There is simply no question that every mother wants what is best for her child. But in order to assure that she provides what is best to her children, she needs to understand and really believe that proper nutrition will make a difference.

We have translated Janeway’s message into Hindi and are promoting it as a sort of mantra for Calcutta Kids. Before long I hope that every pregnant woman and mother we work with will know the mantra — but more importantly will grasp its meaning.

Jab bache ka ho sahi vikas…

To hain ye sehat ka agaaz…

Jo bacha na ho mota Zindagi bhar hain woh rota…

(A child gaining weight cannot be very sick. A child not gaining weight cannot be very well.)

– Noah Levinson

Low Cost Health Insurance – Too High a Cost

Originally posted in the Fall 2011 Newsletter

One of the basic tenets of Calcutta Kids is that we are willing to be innovative and take responsible risks, making sure to carefully monitor and evaluate everything that we do. When these innovations work, we scale them up, but when a program or project doesn’t prove cost-effective or in the best interest of the families we serve, we have a responsibility to discontinue it. One such case is our micro health insurance program, which we are ending after many months of careful consideration.

Although the initiative proved inadequately effective, we were able to assist hundreds of families in managing the fees associated with healthcare; and we also worked with some wonderful colleagues who have since turned into friends at the International Labour Organization (ILO), the United India Insurance Company (UIIC) and the Center for Insurance and Risk Management (CIRM).

While many of our Calcutta Kids beneficiaries purchased and benefited from the insurance program, many more did not. We discovered, sadly, that most of the families who purchased the insurance were economically better off than most of the desperately poor slum dwellers; they would have purchased health insurance anyway, and simply found Calcutta Kids’ product less expensive than what’s available on the market.

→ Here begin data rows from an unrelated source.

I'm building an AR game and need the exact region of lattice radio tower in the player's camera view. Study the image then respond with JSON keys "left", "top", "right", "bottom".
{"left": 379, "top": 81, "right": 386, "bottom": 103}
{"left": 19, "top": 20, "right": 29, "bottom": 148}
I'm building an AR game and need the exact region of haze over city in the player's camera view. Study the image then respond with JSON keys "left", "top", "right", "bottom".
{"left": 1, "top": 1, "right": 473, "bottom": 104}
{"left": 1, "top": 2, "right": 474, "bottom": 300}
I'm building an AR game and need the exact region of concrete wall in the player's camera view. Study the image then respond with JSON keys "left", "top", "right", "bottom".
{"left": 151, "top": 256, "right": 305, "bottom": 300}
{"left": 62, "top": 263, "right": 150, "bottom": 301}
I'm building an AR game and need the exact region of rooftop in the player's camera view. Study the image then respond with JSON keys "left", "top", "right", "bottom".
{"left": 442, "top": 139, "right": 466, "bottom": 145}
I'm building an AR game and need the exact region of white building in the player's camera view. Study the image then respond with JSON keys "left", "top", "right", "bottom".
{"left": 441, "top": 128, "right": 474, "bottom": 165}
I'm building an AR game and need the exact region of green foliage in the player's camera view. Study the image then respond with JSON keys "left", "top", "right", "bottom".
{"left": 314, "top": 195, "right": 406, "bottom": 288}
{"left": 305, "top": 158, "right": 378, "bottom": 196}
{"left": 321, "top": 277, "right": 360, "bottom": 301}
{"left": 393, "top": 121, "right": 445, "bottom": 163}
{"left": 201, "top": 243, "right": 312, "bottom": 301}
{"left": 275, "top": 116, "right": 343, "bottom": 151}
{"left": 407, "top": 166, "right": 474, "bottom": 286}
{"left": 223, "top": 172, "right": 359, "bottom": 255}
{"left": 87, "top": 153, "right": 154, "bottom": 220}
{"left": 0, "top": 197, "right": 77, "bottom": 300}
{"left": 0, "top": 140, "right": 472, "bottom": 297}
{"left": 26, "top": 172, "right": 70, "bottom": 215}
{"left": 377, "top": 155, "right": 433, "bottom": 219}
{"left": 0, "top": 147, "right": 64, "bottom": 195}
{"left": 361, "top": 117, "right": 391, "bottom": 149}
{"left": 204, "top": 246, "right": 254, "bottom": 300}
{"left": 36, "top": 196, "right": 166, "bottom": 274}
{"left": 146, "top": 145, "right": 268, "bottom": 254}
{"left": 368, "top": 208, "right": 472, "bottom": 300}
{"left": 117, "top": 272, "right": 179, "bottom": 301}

Another unfortunate discovery was that the micro health insurance program threatened to compromise the trust which the community has had    for Calcutta Kids and which we cherish. The reasons for this are twofold: first, that the door-to-door sales by Calcutta Kids health workers led some beneficiaries to think that Calcutta Kids was now trying to make money from the community; and second, because what had originally been a cashless product had, without our permission, become a reimbursement product with claims often taking more than 3 months to settle. Ultimately, it became clear that Calcutta Kids is neither an insurance company nor an insurance agent and is simply not in a position to run such an operation single handedly.

We had hoped that we could use our comparative advantage as a trusted presence in the slum to educate about, promote, and sell inexpensive health insurance to slum dwellers and then rely on partners – expert organizations in the field of insurance – to manage the office work, including claims. However, those partners were unable to change their systems (created as part of a for-profit industry) to address adequately the needs of the poor. The difficulties we faced with regard to claims management, oversight, and partner cooperation – with the costs heavily outweighing the benefits – simply made it impossible for us to continue running this program.

Calcutta Kids is committed to the proposition that every experience of an organization like ours, positive or negative, needs to be shared with the larger development community. Accordingly, we are most pleased that CIRM, a research group in Chennai, is carrying out an in-­‐depth study of our program and the challenges that made it inadvisable for us to continue its operation. The publication and dissemination of this work will certainly enable other groups to learn from our experience, and, in turn, move forward this important area of international public health.